On 11 October 2012, Truro City's administrators failed to meet the deadline for the Football Conference's requirement of a £50,000 bond that would enable the club to continue in the Conference South. This bond was to cover the costs of visiting clubs should Truro be liquidated during the season and their results be expunged from the record. A reduced amount was offered by the club, and was refused by the Conference. The match at home to Dover Athletic on 13 October was called off, and the club was expected to be expelled from the league with liquidation probably following such an expulsion.

However, on 12 October the Conference gave the club another week to pay the bond, in the light of "encouraging" information from the administrator. After a preferred bidder pulled out on the morning of 19 October, the bond remained unpaid and the club was set to be expelled from the Football Conference, but discussions continued and City were reprieved later the same day when two businessmen, Pete Masters and Philip Perryman, paid the £50,000 bond.
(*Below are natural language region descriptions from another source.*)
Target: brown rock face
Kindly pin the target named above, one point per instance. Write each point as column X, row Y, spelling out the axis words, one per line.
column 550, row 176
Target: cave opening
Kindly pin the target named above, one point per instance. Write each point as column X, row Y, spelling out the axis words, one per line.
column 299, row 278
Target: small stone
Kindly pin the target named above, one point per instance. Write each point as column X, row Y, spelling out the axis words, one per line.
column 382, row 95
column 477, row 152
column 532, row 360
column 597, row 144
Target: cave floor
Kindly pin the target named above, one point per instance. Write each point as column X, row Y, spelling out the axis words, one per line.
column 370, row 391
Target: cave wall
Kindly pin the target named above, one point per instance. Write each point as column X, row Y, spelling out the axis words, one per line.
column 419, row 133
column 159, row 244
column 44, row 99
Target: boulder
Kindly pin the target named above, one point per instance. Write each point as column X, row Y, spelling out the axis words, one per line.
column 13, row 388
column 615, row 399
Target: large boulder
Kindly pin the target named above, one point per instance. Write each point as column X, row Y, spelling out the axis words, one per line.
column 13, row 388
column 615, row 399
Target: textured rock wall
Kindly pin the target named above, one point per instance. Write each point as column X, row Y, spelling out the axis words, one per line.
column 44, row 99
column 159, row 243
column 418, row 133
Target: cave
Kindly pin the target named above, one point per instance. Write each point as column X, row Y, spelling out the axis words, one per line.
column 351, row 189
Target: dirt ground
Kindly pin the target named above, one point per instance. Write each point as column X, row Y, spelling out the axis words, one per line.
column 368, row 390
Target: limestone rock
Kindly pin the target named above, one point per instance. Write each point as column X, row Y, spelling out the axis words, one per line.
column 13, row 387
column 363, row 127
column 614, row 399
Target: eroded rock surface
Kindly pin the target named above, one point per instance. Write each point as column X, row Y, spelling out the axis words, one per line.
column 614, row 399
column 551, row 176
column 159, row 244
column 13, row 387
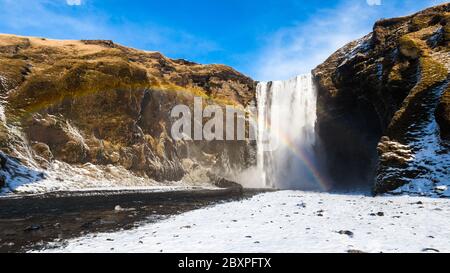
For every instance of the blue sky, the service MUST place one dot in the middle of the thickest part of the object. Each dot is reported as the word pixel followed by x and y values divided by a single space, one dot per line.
pixel 265 39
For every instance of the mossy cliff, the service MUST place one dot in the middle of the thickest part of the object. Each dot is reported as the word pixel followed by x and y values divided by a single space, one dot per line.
pixel 384 104
pixel 96 102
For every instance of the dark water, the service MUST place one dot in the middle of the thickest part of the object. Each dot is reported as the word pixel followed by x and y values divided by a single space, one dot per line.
pixel 31 222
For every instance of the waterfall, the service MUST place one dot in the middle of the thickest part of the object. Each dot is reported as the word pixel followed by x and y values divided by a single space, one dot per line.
pixel 286 135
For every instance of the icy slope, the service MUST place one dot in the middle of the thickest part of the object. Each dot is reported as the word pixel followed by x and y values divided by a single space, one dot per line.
pixel 289 221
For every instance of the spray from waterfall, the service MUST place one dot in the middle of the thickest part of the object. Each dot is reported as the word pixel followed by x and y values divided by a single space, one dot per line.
pixel 286 134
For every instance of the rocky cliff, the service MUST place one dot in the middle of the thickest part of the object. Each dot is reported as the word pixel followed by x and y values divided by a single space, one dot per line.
pixel 384 108
pixel 94 113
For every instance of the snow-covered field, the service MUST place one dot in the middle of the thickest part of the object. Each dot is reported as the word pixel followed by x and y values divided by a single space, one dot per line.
pixel 289 221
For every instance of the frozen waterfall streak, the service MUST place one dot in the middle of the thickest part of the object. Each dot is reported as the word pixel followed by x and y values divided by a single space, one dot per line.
pixel 286 134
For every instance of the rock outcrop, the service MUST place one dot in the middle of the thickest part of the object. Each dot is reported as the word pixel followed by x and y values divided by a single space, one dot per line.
pixel 101 105
pixel 384 107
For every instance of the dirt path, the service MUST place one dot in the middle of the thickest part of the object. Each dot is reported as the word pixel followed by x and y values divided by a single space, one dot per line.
pixel 32 221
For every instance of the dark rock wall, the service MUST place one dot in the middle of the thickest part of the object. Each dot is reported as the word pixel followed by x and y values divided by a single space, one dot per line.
pixel 377 96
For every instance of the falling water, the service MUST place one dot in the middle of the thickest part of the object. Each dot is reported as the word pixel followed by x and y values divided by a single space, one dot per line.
pixel 286 136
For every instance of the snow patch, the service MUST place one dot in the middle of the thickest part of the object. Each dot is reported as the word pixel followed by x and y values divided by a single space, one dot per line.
pixel 287 221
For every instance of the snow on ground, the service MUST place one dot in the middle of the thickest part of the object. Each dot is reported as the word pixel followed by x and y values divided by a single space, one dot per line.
pixel 60 176
pixel 288 221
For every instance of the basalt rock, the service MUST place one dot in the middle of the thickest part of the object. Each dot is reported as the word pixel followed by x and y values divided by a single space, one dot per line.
pixel 96 103
pixel 383 105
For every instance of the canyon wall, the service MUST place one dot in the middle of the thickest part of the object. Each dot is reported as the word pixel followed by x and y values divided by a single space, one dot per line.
pixel 103 110
pixel 383 106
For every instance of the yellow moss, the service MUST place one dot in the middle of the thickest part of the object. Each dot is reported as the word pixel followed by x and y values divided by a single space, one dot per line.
pixel 395 74
pixel 432 72
pixel 410 47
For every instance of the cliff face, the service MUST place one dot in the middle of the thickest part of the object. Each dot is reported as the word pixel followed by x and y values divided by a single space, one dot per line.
pixel 384 109
pixel 100 111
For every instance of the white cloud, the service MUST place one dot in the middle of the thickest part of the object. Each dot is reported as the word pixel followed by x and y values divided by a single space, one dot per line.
pixel 300 48
pixel 73 2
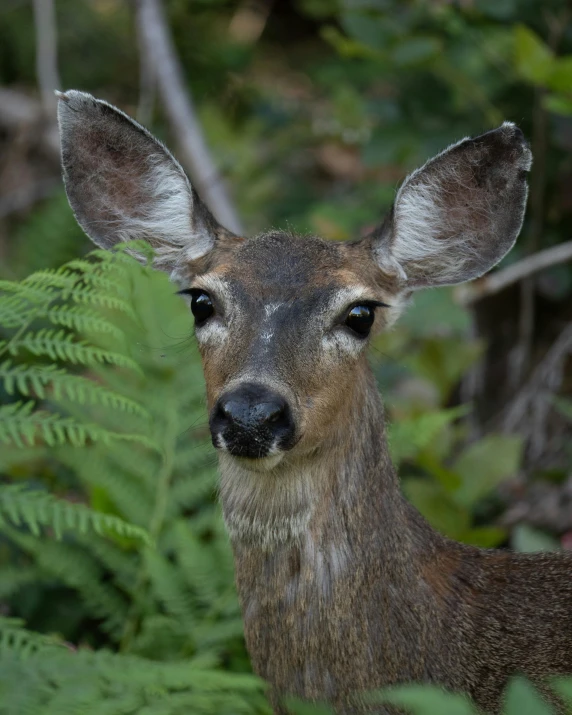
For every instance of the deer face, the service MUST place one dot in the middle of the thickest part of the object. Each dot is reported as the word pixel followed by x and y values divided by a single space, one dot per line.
pixel 283 322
The pair completed a deal to purchase the club on 14 December 2012.

The new ownership were unable to prevent relegation from the Conference South, and Lee Hodges was not offered a new contract at the end of the season as the club were still unable to afford his wages. On 5 June 2013, a CVA was agreed with the club's creditors, reducing the debt to £80,000 to be paid over three years. This agreement allowed City to begin the 2013–14 season in the Premier Division of the Southern League.

====Post-administration====
Hodges was replaced in June 2013 by Steve Massey, returning for his third spell as manager, having been in the post previously between 1992–94 and 2005–06. Massey was sacked on 12 March 2014 with City struggling in 19th place in the Southern League. The following day, Steve Tully was appointed player-manager until the end of the season.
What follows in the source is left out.